Tuesday, October 14, 2008

Myths and Stereotypes


I've been thinking a lot recently about Ashley's transition to high school next year. It has the potential to be a frightening experience for Ashley because everything will be new - new school building, new bus driver, different schedule, new teacher, new assistant, and a whole lot of new children.

In the past, I have tried to prepare the new school staff by meeting with them prior to the beginning of the year and telling them all about Ashley. I focus on all the positive things and about how much she is like her peers rather than how different she is. But, I also have to share the extent of her disabilities so preparations can be made.
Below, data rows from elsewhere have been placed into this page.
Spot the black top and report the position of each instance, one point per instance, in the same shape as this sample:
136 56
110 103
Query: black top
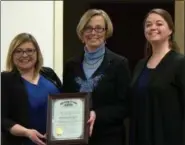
14 104
109 97
163 117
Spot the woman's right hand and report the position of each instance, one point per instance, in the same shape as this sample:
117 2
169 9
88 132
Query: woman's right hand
35 136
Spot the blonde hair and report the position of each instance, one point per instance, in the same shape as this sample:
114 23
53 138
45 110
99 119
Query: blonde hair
87 17
15 43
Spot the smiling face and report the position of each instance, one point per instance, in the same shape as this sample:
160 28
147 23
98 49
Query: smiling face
94 32
156 29
25 56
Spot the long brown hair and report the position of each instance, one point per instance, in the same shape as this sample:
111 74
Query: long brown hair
167 17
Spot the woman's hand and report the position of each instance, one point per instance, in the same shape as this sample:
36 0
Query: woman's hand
91 121
35 136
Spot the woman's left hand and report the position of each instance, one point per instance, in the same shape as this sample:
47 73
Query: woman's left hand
91 121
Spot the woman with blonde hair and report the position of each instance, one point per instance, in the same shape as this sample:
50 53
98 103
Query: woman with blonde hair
25 86
103 73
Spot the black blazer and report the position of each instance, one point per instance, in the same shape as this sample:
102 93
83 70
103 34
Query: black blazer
165 101
15 101
109 97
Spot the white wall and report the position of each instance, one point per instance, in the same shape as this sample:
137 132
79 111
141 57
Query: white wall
39 19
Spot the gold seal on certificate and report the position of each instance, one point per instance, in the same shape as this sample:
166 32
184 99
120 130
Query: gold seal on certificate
67 118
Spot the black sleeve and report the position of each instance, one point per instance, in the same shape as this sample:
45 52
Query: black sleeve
181 86
50 74
69 85
6 122
120 110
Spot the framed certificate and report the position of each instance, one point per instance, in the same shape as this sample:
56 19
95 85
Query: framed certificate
67 118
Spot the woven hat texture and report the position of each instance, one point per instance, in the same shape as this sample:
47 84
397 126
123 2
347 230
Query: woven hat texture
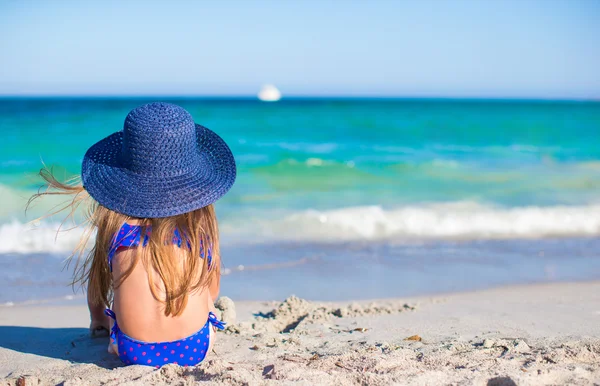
161 164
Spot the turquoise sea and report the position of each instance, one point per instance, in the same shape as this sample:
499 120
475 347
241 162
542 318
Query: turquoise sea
343 198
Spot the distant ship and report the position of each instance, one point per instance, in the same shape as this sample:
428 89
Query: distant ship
269 93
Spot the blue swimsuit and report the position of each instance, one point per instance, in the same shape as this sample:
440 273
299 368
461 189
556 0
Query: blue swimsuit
188 351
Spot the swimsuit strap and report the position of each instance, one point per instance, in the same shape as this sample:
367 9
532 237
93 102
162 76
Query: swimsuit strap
130 236
212 318
115 329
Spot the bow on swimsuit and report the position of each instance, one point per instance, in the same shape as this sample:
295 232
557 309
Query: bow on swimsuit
188 351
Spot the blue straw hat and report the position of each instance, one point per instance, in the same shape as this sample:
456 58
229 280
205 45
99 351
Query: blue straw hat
162 164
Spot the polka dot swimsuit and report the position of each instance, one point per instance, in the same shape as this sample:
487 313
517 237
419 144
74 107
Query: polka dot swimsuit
188 351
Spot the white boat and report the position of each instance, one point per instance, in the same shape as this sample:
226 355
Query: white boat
269 93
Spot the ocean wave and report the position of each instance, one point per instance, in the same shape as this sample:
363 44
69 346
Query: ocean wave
45 237
457 220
One of the things I have done in the past is conduct a 'simulation'.

A simulation, as my state's deafblind project has taught me, is taking a sighted and hearing person and putting a blindfold on their eyes and plugs in their ears. The person under simulation is then asked to do something, and supposedly this exercise gives them an idea of what life is like for Ashley. Except it's not accurate...
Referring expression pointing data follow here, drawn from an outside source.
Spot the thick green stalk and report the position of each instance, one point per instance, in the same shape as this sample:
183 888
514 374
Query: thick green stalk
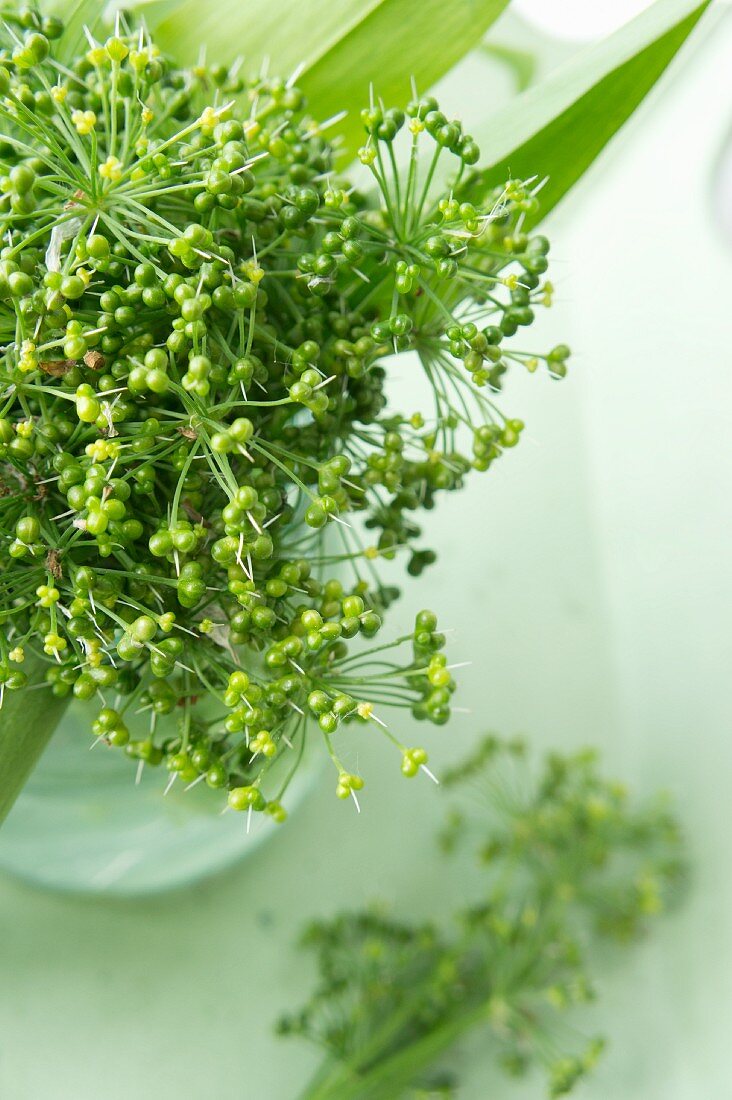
393 1075
28 718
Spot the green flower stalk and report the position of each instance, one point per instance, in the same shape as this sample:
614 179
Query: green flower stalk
567 859
199 471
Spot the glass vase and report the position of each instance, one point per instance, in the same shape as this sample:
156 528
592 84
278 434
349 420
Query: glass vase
94 822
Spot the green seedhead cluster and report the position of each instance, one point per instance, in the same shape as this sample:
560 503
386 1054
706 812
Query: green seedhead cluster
199 470
566 858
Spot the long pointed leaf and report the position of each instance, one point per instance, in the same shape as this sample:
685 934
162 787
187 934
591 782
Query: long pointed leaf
342 46
558 127
28 718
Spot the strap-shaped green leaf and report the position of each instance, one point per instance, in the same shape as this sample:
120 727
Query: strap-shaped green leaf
28 718
342 46
558 127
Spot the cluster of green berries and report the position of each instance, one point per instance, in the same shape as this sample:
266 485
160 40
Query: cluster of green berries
195 441
569 859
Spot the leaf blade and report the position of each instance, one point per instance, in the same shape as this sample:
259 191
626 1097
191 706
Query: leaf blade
342 47
558 128
28 718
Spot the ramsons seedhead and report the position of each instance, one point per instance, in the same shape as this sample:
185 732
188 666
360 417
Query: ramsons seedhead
199 469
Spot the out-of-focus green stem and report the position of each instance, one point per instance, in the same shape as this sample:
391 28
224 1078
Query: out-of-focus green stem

I understand the simulation exercises in theory, but in practice they make me uncomfortable. And the end of the simluation I hear a lot of 'awww, poor thing', 'wow, how does she get through each day?', and other such nonsense. I hear pity and I don't like it. But, I've never been quite able to put into words all the reasons that the simulation exercises bother me - and then I found a post from Joel at the NTs Are Weird blog. He has explained it perfectly, and I think it would be well worth your time to go have a look.

5 comments:

Marla said...

Very interesting. I will check it out.

High school is bound to be a huge transition. Our goal is to help M get back into a school at some point since the Center does not go past the age of twelve and who knows what will happen with insurance. The thought of another transition wears me out.

Amazing_Grace said...

I conduct a training for all personnel that comes in contact with my son prior to school. That way I know it gets done and I can tell them EXACTLY what they should know and do. :)

Holly said...

Thanks for sharing. What a great perspective.

Cheryl said...

Came across this article maybe 6 or 7 years ago. It sums everything up on the matter PERFECTLY

http://www.raggededgemagazine.com/archive/aware.htm

Ashley's Mom said...

Cheryl, that was a great link! Thanks for sharing it.